What Could Agriculture Accomplish with AI on its Side?
For decades, we’ve had the most talented scientists in the industry. Now, machine learning is making them even more impactful. From the way we develop products, to the way we engage with our stakeholders, AI is informing the future of agriculture.
Digitalization has become one of agriculture’s most exciting frontiers through advances in application technology and data science. Artificial Intelligence (AI) is a core technology in powering the digital transformation of agriculture, which helps tackle climate change and ensure global food security.
Agriculture leverages AI technologies like machine learning (ML), computer vision, and data analytics to improve various farming processes. It helps in precision farming, crop monitoring, pest detection, yield prediction, automated harvesting, and optimizing resource usage like water and fertilizers. AI enables farmers to make data-driven decisions, resulting in increased productivity, reduced costs, and more sustainable farming practices.

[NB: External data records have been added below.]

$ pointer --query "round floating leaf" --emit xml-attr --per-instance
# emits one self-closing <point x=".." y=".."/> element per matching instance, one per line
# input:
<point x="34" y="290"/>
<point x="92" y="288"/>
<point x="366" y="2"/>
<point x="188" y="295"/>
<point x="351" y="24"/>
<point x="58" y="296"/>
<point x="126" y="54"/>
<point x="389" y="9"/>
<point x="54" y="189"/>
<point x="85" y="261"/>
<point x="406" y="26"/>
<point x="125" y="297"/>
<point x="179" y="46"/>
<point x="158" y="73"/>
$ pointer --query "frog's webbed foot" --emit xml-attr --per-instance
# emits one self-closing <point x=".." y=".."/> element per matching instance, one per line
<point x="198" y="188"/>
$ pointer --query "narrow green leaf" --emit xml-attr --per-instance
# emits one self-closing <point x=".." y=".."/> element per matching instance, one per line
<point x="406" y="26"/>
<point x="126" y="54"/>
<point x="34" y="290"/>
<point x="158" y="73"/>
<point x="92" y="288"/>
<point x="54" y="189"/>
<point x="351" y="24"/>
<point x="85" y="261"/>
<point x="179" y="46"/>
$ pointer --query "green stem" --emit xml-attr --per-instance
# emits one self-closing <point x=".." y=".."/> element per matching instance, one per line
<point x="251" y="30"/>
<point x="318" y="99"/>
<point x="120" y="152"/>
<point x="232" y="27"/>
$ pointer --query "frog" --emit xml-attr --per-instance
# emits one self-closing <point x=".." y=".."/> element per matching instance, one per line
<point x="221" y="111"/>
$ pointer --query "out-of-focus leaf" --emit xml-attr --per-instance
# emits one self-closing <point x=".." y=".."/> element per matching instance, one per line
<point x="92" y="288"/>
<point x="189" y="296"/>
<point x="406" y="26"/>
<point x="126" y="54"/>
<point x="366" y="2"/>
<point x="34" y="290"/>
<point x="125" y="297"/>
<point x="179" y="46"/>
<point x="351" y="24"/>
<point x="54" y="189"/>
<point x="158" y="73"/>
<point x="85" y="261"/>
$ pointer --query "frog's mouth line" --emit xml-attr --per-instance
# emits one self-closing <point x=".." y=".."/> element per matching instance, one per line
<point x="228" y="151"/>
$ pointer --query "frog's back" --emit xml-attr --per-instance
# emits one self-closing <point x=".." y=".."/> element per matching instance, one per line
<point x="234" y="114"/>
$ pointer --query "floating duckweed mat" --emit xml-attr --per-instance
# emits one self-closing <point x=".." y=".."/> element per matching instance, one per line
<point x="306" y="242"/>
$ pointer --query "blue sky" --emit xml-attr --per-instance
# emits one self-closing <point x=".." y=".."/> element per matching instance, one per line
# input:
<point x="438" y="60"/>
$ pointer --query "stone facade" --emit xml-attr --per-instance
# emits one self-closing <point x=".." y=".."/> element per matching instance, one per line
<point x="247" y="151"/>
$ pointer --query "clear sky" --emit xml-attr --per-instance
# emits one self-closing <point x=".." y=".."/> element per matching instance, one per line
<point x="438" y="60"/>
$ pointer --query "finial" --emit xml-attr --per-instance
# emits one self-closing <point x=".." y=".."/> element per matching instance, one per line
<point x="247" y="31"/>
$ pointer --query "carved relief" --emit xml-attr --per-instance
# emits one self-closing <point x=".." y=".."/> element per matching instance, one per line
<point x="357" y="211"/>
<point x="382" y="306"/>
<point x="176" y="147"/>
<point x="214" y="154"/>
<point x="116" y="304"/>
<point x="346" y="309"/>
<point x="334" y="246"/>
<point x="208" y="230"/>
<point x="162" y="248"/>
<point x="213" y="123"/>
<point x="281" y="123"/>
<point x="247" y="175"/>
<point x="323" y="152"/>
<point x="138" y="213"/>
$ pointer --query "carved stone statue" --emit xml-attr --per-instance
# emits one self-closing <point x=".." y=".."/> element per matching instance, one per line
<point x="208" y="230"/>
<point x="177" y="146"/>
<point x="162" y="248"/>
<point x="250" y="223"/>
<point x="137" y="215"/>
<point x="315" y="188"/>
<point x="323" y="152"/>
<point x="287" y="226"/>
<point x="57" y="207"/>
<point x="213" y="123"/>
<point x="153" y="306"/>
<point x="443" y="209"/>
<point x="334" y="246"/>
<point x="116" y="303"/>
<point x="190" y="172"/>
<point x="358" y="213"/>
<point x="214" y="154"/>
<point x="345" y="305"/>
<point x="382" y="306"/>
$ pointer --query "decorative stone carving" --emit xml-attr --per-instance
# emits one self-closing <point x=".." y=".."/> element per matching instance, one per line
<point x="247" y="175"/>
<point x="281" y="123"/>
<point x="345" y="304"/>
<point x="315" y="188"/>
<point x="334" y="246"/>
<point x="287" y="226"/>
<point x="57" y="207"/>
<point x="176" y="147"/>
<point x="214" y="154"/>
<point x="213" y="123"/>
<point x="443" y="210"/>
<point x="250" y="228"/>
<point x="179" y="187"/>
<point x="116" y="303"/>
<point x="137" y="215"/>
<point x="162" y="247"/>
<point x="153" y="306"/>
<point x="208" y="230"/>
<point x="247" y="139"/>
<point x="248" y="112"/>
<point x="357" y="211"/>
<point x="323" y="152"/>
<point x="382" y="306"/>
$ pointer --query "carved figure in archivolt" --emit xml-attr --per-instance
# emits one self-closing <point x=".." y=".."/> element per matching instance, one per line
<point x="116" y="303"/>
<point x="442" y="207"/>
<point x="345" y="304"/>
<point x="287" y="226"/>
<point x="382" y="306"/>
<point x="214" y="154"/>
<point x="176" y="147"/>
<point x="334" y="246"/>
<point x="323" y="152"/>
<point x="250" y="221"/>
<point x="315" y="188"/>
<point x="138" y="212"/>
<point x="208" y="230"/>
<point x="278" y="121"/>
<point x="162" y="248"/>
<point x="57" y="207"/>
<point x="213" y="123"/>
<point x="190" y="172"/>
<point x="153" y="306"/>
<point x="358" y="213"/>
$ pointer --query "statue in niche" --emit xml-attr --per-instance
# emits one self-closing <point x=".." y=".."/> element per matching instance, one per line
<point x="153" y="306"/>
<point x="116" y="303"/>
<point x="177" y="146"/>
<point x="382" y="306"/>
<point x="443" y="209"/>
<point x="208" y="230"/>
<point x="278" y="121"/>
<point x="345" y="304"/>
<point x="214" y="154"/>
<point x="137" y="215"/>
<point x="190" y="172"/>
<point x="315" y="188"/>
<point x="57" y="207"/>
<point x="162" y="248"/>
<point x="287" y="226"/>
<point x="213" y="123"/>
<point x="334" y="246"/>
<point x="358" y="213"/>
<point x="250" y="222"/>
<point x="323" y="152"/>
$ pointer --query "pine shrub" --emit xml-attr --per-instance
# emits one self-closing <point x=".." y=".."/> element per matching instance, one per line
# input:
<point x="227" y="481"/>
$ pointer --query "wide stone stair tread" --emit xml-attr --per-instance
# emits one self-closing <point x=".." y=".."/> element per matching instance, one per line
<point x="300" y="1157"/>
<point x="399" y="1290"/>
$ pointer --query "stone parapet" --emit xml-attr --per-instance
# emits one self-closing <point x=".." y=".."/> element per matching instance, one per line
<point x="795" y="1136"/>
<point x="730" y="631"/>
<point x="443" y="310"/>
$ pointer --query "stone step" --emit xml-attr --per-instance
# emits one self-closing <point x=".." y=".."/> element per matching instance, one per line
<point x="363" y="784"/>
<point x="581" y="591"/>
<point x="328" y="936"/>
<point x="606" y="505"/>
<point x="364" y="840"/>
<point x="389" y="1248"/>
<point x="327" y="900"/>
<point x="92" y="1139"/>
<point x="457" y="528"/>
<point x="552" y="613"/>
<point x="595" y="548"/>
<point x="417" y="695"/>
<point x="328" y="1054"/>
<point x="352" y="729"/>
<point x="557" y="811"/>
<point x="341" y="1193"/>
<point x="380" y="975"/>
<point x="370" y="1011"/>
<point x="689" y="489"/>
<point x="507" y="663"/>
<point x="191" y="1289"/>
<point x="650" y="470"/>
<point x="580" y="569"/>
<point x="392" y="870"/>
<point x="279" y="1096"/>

AI plays a pivotal role for our company in revolutionizing agriculture. We use AI and data science to develop better seeds, more desirable plant traits and bring new crop protection solutions to market faster. AI is the foundation for agronomic recommendations that support crop management decisions such as when to plant and irrigate, that is tailored to the farm so that more can be produced from the same piece of land and more people can be fed without starving the planet.

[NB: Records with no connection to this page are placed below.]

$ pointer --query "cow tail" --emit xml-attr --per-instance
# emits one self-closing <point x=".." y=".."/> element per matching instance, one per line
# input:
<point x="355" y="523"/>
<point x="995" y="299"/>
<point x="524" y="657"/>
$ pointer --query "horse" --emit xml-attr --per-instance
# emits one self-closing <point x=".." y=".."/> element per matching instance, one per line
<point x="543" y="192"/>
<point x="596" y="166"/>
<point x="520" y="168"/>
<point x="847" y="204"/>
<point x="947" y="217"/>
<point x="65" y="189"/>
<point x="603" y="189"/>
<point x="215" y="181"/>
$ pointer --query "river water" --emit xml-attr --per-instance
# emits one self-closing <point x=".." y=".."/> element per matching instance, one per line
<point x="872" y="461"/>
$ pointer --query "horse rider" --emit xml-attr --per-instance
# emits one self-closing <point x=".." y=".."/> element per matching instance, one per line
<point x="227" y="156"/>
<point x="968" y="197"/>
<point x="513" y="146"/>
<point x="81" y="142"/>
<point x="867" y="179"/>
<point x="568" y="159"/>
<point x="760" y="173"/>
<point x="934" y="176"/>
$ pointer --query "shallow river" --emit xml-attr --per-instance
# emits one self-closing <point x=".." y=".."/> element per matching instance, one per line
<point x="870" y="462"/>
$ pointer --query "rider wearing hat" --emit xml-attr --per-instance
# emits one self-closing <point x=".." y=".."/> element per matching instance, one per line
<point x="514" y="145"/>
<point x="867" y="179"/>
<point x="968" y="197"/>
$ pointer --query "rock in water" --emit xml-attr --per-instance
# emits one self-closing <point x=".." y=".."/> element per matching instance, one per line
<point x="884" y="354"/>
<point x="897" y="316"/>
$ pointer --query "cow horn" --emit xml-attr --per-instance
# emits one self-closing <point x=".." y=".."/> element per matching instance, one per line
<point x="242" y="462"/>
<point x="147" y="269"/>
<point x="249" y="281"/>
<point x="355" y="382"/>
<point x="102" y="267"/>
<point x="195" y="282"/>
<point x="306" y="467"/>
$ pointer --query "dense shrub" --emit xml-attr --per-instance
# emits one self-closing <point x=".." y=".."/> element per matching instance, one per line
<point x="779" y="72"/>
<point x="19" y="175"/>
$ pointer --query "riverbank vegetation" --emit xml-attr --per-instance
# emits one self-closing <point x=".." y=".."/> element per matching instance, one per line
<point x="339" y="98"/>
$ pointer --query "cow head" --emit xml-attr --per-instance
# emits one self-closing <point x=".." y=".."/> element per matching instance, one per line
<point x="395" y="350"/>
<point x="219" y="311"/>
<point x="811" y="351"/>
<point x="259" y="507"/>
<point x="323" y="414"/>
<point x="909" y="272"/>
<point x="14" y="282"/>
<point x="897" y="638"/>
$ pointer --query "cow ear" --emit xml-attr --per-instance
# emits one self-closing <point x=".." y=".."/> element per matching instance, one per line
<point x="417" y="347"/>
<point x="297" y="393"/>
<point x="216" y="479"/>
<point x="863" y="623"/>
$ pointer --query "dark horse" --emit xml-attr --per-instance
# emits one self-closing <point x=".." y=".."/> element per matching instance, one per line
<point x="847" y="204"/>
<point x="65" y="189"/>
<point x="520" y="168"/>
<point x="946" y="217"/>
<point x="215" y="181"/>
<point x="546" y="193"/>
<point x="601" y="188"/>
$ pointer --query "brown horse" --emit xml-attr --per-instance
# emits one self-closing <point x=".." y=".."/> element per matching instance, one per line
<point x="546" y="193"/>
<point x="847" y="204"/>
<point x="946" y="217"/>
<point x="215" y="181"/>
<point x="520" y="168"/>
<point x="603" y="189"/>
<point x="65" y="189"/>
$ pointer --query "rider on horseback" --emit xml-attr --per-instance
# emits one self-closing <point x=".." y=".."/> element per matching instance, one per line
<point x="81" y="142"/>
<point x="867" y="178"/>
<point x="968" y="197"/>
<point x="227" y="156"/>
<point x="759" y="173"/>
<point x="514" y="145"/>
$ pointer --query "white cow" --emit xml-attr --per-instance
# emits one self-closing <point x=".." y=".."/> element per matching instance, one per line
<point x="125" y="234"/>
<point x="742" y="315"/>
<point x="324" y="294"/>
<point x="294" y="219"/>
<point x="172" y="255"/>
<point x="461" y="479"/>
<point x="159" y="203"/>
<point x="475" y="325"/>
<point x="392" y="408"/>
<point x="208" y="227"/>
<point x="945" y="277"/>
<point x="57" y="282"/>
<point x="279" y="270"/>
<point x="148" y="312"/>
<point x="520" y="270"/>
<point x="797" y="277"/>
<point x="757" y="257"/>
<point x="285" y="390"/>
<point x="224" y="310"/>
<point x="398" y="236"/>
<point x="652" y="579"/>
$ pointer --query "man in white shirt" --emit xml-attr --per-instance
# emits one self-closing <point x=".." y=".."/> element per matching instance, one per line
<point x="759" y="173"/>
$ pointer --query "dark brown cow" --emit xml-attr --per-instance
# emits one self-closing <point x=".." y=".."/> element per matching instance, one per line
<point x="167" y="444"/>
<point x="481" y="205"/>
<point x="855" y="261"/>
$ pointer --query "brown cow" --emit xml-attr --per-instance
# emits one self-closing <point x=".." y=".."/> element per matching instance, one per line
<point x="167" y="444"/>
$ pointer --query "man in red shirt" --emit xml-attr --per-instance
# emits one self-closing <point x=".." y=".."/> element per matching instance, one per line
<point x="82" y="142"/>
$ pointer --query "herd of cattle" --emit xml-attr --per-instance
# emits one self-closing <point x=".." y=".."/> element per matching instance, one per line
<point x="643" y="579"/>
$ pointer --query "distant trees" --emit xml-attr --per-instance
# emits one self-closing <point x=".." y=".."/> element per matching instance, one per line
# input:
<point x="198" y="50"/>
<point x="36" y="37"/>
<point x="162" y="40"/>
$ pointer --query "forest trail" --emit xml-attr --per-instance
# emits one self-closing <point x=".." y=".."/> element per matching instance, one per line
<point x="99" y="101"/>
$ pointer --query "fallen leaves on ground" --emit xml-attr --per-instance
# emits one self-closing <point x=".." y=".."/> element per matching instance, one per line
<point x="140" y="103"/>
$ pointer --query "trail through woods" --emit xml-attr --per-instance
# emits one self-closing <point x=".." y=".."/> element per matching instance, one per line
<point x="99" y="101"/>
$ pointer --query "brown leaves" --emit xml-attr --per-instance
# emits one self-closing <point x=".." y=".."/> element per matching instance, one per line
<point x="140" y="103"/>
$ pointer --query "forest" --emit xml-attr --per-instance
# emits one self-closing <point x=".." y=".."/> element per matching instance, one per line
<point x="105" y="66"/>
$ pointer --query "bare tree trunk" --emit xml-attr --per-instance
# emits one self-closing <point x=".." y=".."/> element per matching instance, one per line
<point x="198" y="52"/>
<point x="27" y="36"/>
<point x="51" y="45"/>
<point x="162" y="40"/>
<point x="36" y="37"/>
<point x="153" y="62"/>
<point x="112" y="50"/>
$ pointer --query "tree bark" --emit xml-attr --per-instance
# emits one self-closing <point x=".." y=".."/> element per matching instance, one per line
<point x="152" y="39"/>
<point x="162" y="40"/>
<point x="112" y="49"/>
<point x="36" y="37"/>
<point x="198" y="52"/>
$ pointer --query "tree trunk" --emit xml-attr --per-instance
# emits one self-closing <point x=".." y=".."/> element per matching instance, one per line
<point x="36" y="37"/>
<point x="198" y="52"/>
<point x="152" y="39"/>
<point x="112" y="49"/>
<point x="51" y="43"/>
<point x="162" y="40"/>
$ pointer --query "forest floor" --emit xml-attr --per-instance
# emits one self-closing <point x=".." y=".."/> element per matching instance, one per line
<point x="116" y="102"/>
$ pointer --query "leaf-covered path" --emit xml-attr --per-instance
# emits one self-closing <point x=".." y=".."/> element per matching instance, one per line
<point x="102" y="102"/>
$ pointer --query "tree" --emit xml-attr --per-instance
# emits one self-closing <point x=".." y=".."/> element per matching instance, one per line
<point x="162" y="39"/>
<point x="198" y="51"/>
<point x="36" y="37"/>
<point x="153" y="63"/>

See below for a few of the ways we're bringing AI to agriculture:
Generative AI at Bayer
Bayer’s expert GenAI system will benefit farmers and up-level agronomists in their daily work. We’ve been training a large language model (LLM) with years of internal data, insights from thousands of trials within its vast testing network, and centuries of aggregated experience from Bayer agronomists around the world.

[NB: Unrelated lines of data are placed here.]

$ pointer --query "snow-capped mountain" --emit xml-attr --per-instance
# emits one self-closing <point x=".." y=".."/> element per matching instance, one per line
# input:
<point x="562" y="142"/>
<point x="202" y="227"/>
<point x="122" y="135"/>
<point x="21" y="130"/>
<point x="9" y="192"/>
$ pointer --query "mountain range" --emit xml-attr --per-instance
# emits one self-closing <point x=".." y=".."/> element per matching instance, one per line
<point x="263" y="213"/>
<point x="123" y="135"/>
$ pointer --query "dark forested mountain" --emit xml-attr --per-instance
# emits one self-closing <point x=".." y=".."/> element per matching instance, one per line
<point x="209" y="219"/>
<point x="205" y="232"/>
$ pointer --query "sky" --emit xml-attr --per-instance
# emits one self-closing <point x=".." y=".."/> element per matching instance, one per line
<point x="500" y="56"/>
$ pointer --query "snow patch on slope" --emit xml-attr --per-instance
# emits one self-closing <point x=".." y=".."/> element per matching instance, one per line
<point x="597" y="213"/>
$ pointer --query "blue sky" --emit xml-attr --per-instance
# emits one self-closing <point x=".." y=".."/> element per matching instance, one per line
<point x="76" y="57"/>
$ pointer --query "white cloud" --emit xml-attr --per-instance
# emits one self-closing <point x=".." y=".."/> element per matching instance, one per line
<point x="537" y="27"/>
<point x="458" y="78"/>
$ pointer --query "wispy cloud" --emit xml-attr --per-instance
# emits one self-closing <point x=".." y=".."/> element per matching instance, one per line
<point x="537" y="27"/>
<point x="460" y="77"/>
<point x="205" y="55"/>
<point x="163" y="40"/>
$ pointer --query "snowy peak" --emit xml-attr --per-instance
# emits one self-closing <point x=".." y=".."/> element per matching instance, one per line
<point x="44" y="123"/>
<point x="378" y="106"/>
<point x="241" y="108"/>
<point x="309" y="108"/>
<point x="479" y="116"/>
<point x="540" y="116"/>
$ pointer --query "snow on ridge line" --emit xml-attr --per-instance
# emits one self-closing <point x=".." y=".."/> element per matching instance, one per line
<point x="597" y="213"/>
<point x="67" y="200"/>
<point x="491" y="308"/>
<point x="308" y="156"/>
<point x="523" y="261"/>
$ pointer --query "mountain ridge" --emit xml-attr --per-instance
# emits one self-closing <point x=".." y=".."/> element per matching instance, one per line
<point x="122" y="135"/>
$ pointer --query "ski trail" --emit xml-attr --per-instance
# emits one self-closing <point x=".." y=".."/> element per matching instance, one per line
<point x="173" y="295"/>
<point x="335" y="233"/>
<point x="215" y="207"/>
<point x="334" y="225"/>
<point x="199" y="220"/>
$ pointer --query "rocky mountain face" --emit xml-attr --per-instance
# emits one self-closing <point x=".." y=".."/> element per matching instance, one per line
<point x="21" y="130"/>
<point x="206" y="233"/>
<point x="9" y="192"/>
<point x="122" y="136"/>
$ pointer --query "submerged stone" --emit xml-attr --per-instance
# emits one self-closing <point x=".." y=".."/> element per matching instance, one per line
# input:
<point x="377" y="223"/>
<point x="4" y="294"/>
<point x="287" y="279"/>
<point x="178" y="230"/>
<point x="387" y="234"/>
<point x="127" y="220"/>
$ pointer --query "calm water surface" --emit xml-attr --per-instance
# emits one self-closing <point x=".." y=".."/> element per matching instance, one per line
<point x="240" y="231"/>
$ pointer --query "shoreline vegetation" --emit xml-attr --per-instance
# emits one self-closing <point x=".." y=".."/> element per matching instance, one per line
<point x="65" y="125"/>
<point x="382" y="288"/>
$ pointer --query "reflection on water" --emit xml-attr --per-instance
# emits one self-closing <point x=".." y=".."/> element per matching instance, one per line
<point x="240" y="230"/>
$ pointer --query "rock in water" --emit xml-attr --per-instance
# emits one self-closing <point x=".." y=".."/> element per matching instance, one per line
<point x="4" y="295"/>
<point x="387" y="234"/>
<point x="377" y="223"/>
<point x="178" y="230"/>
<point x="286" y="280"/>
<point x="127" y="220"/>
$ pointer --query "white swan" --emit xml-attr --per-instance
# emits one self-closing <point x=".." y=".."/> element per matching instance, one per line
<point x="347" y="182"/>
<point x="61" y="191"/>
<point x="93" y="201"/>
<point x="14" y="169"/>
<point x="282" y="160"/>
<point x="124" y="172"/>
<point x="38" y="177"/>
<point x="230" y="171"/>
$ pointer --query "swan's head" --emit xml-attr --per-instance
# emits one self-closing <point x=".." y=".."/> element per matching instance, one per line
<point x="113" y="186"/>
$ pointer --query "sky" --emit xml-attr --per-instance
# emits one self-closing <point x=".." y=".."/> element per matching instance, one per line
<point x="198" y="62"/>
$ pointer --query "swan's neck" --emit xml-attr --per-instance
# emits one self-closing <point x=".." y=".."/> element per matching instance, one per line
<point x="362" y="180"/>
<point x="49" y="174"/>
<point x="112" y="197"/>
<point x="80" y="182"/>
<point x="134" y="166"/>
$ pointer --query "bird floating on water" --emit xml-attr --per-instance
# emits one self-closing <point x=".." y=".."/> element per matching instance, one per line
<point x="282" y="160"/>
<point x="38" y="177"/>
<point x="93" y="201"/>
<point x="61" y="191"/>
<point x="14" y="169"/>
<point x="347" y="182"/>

The result is an expert system that quickly and accurately answers questions related to agronomy, farm management, and Bayer agricultural products. Instead of a time-consuming process, the intuitive system responds to natural language and can generate expert information within seconds. Validated by farmer-facing employees, the pilot is already unlocking productivity for Bayer teams in the United States while significantly outperforming out-of-the-box LLMs currently serving the agricultural market.
Bayer internal teams are exploring this technology and testing multiple scenarios where large language model capabilities could add value and increase productivity through the ability to interact with farm data in a natural way.
Discovering New Seeds Faster
Long before the world awoke to the potential of AI, we’d already built the most powerful and dynamic precision breeding platform in the industry. But when the unparalleled quantity and accuracy of our data met advanced genomics and artificial intelligence, things accelerated quickly.
Our breeders now use machine learning to write new genetic combinations and anticipate a plant’s performance in thousands of micro-level climatic and soil conditions, helping them design and create crops that are even better matched to meet growers’ needs.
Historically, a single breeding cycle took five or six years to complete, but our precision breeding program powered by AI can complete that cycle in only four months — which will more than double our rate of genetic innovation by 2030.
Discovering New Crop Protection Faster
We're also using AI to help reduce the environmental impact of crop protection products — a commitment that’s long been part of our mission.
Our scientists have developed a new process for uncovering crop protection molecules at an incredible rate. We call this innovative approach CropKey. With the help of AI, we can test a multitude of crop protection molecules virtually, exploring far more potential candidates than before. We use predictive modeling to check safety and sustainability, like how the chemical breaks down in soil and its effects on other organisms. It’s helping us bring new products to market, like a novel fungicide for fruits and vegetables and icafolin, a new broadacre herbicide molecule, within the next 10 years.
Growing Seed More Efficiently
By being the leading provider of seeds to farmers around the world, we’re also the largest producer of seeds on the planet. So we have to do things efficiently. We’ve turned to advanced data science to grow seeds of new hybrids and varieties in our production fields. The AI models help us decide where to plant and at what density, when to plant, when to irrigate, and when to harvest so more can be produced from the same piece of land, while cutting down on resources. By using these models to inform farming decisions, we’ve been able to increase the productivity of our fields by over 30%.
Predicting the Supply Chain
Given the volatility and complexity of our crop protection supply chain, we use machine learning to help us identify vulnerabilities and understand their impact and work around them. We can virtually see into the future and improve our production, procurement and transportation, considering different demand scenarios. We’re also looking into how these models can improve our active ingredient supply chain.
Now let’s look at how AI can be deployed by farmers.
AI on the Farm
FieldView is Bayer's flagship digital farming platform managing more than 220 million acres in over 20 countries. And it’s now putting AI in the hands of all those growers. This shift in on-the-farm capability can make growers more efficient, successful, and sustainable.
Here’s how it works. First, in applicable regions, the app offers seed scripts, an advanced feature that uses machine learning with satellite images or a farmer's crop yield data to divide a field into different management zones. Next, predictive models suggest how densely to plant the crop in certain areas based on the grower’s specific yield or profit goals.
Through these advancements on and off the farm, Bayer is improving efficiency and productivity while paving the way for a more sustainable and responsive agriculture industry.